(ST. JOSEPH, Mo.) Tension is building between city officials and some homeowners in St. Joseph's north end.
City officials met Wednesday with homeowners on Blackwell road who are angry about a proposed trail project.
"This just isn't good and every neighbor that I have visited with from the south of me and the north of me is not happy about this situation at all," said Blackwell resident Travis Smith.
The proposed project would convert a defunct railroad line into a 10-foot wide path for bikers and walkers.
Our goal with the trail system is do hike and bike trails all over the city. It's kind of a rails-to-trails kind of project which has been done in multiple states all over the country," said Assistant Director of Public Works Brady McKinley.
Smith said homeowners received a letter this week notifying them that the city was planning to acquire land for sections of the trail. Smith wants the city to come up with a different plan for the trail.
"There's just huge safety concerns in this as well and have a huge floodgate of people come through my backyard," said Smith.
The city said the proposed trail would also make it safer for kids walking to school.

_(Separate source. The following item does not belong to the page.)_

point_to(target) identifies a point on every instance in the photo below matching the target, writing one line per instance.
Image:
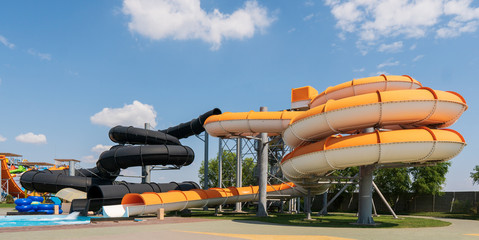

"We see kids that walk up Savannah road and then down our new sidewalks on Cook road to go to Robidoux Middle School, so this would provide an avenue in this area to get to school safely when they walk," said McKinley.
Smith doesn't agree. He believes the plan doesn't make sense if the goal is safety.
"We don't have sidewalks on Blackwell to lead you to here. So to me, I think you are going to encourage children who do not walk down Blackwell now to try to walk down it and that's just the wrong approach," said Smith.
Smith's other issue is liability.
"If a child was to be out here or take off and they go through my yard and they fall, break their ankle. It's on me. My liability," said Smith.
McKinley said the trail is currently only in planning stages and there is still plenty of time to work with residents on a plan everyone can be happy with.
"It starts with a conceptual design and we have public meetings we involve all the property owners that are affected and the public that's in that area to see if they might have a different idea than us," McKinley said. "Just because we came up with one idea doesn't mean we can't deviate from that."